45. La pièce n°4 contient de simples photographies de SMS dont le contenu est contesté par l’employeur et dont il ne ressort aucune garantie d’authenticité et aucune force probatoire. Les pièces n°7 et 16 ont été rédigées par M. [M] lui-même et ne sont donc pas davantage probantes.
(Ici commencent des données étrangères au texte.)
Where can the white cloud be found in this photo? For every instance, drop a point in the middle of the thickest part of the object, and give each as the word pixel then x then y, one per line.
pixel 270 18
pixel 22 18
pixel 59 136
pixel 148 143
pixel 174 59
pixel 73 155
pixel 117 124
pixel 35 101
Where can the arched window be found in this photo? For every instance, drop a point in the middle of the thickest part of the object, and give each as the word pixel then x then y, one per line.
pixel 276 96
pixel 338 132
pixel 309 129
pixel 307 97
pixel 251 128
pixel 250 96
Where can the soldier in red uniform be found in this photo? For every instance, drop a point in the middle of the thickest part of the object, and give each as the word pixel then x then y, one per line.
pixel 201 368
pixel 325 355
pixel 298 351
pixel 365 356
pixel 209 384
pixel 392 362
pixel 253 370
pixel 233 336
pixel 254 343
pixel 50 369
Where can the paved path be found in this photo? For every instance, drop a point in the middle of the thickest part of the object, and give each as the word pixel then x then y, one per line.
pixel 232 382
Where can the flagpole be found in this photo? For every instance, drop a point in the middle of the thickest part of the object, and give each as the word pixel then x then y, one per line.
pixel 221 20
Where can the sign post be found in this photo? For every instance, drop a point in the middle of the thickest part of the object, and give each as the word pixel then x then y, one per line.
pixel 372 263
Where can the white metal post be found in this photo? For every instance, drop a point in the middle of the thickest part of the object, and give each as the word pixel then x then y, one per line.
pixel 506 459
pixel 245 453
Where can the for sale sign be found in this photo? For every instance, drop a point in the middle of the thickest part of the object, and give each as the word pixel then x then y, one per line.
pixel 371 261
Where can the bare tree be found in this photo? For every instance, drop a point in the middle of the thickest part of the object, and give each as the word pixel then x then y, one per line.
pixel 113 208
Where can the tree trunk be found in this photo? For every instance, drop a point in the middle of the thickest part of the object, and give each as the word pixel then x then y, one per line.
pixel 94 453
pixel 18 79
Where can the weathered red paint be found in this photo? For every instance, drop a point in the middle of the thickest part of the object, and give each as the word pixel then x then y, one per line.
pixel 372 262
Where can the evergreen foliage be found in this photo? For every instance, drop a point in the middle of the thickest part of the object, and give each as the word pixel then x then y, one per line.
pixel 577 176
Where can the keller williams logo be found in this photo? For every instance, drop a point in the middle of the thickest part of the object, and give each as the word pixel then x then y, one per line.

Il n’est donc pas établi que M. [M] aurait été discrédité dans son travail et que son employeur aurait encouragé certaines personnes connues à commettre des vols dans son propre magasin.
46. De même, aucune preuve n’est rapportée de ce que l’employeur aurait licencié son salarié par anticipation ni qu’il aurait été absent à l’entretien du 8 juin 2020.
47. En conséquence, le jugement déféré est confirmé en sa disposition ayant rejeté cette demande indemnitaire de M. [M].
Sur les demandes accessoires,
48. Le jugement déféré est aussi infirmé en ses dispositions ayant statué sur les dépens sur les demandes fondées sur l’article 700 du code de procédure civile.
49. M. [M] succombe intégralement en appel et doit supporter les entiers dépens de première instance et d’appel.
50. L’équité commande en outre de condamner M. [M] à payer à la société Potentialis une indemnité de 1 200 euros sur le fondement de l’article 700 du code de procédure civile.
PAR CES MOTIFS,
La Cour, statuant par arrêt contradictoire, prononcé par mise à disposition au greffe, les parties ayant été préalablement avisées dans les conditions prévues au 2ème alinéa de l’article 450 du code de procédure civile et en matière prud’homale,
Infirme le jugement déféré en toutes ses dispositions soumises à la cour sauf celles ayant dit que le licenciement ne présentait pas un caractère vexatoire et abusif et rejeté la demande de 3 000 euros de dommages-intérêts de M. [C] [M] [P] pour licenciement vexatoire ;
Statuant à nouveau sur les dispositions infirmées et y ajoutant,
Constate que le licenciement de M. [C] [M] [P] est régulier et fondé sur une faute grave ;
Déboute M. [C] [M] [P] de ses demandes d’indemnité pour procédure de licenciement irrégulière, d’indemnité pour refus de réintégration, d’indemnité spéciale de licenciement et d’indemnité compensatrice de préavis assortie des congés payés afférents ;
Condamne M. [C] [M] [P] à supporter les entiers dépens de première instance et d’appel ;
Condamne M. [C] [M] [P] à payer à la société Potentialis la somme de 1 200 euros sur le fondement de l’article 700 du code de procédure civile.